Les tentatives chinoises de modifier les rapports de force dans l’Asie-Pacifique
La Chine tente de modifier les rapports de force dans la région en mettant en œuvre une stratégie d’interdiction d’accès (A2/AD en anglais, pour anti-acces and area denial) conçue pour priver les États-Unis de toute influence militaire dans le voisinage des eaux territoriales chinoises et dans l’Océan pacifique occidental. Face à cette menace, les États-Unis ont entrepris de rééquilibrer leurs stratégies diplomatique et défensive en faveur de la région Asie-Pacifique. Dans ce contexte, les divergences entre les points de vue officiels et la montée des nationalismes au Japon et en Chine ont eu un impact négatif et fermé les voies qui auraient pu conduire à un réchauffement des relations entre les deux pays.

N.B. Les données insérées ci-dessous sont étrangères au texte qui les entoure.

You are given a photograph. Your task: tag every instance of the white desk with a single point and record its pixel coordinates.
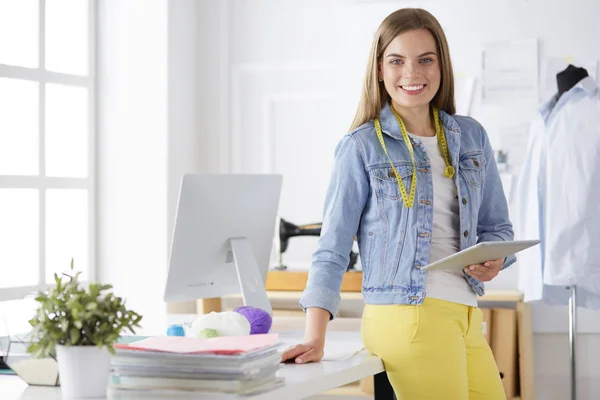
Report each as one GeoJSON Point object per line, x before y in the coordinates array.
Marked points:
{"type": "Point", "coordinates": [301, 381]}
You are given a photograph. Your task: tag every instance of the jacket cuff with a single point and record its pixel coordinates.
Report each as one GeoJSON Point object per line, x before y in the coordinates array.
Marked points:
{"type": "Point", "coordinates": [321, 297]}
{"type": "Point", "coordinates": [510, 260]}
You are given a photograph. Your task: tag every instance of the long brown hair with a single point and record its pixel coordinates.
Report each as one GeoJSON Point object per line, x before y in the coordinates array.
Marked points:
{"type": "Point", "coordinates": [374, 94]}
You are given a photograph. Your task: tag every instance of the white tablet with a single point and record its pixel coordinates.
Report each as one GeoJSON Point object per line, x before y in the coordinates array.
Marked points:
{"type": "Point", "coordinates": [480, 253]}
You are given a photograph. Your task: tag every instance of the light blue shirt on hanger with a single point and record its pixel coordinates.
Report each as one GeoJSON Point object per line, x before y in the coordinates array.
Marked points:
{"type": "Point", "coordinates": [558, 199]}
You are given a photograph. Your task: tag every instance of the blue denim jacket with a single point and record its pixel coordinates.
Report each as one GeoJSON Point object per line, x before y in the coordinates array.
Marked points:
{"type": "Point", "coordinates": [363, 199]}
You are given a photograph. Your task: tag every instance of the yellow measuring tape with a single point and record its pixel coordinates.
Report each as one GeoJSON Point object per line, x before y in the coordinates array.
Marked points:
{"type": "Point", "coordinates": [409, 198]}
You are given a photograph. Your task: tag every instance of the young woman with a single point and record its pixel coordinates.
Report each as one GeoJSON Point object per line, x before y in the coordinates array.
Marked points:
{"type": "Point", "coordinates": [415, 183]}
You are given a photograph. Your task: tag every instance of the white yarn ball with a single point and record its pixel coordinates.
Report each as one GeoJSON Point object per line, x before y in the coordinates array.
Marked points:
{"type": "Point", "coordinates": [226, 323]}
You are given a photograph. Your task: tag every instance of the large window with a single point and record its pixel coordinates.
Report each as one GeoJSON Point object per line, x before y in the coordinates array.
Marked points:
{"type": "Point", "coordinates": [46, 142]}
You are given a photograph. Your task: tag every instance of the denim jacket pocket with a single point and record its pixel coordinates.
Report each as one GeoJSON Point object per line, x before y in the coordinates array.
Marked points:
{"type": "Point", "coordinates": [472, 166]}
{"type": "Point", "coordinates": [386, 184]}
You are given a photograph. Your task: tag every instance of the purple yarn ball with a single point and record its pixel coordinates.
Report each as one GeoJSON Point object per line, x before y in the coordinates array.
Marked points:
{"type": "Point", "coordinates": [260, 320]}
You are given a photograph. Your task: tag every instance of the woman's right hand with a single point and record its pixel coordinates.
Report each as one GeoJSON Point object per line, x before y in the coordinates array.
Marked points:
{"type": "Point", "coordinates": [309, 351]}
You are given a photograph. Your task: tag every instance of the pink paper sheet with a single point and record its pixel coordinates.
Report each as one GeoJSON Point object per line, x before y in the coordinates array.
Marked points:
{"type": "Point", "coordinates": [190, 345]}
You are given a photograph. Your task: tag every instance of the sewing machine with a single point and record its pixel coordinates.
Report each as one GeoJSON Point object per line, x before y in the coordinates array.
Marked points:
{"type": "Point", "coordinates": [288, 230]}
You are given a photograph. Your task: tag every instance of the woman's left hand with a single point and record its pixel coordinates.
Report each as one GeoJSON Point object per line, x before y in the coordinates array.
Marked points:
{"type": "Point", "coordinates": [485, 272]}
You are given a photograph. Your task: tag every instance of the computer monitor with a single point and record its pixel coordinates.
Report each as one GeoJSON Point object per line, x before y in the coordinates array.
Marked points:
{"type": "Point", "coordinates": [224, 229]}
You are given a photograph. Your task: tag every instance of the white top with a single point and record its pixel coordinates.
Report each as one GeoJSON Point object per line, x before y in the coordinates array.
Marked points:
{"type": "Point", "coordinates": [557, 197]}
{"type": "Point", "coordinates": [444, 285]}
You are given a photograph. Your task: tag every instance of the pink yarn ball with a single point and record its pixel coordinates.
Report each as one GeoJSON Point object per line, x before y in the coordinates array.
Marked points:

Les agissements de la Chine dans les eaux qui bordent les îles Senkaku et la multiplication des cas de traversée de l’Archipel des Ryûkyû par des avions et de bâtiments des forces armées chinoises s’engageant dans le Pacifique occidental posent désormais au Japon un grave problème de sécurité régionale. Les tensions sont telles qu’un simple malentendu risque de conduire à une altercation entre navires de la marine chinoise et des Forces maritimes d’autodéfense du Japon. Il est urgent de prendre des mesures pour éviter que de telles situations surgissent à l’improviste entre le Japon et la Chine, et pourtant aucun signe de progrès n’est en vue à cet égard. Dans l’article qui suit, je me propose de mettre à contribution l’expérience que m’ont procurée mon service dans les FMAD et mon implication, en tant qu’officier en retraite, dans les relations sino-japonaises pour examiner les questions de sécurité régionale liées à l’état actuel de ces relations ainsi que les perspectives d’amélioration qu’on peut entrevoir.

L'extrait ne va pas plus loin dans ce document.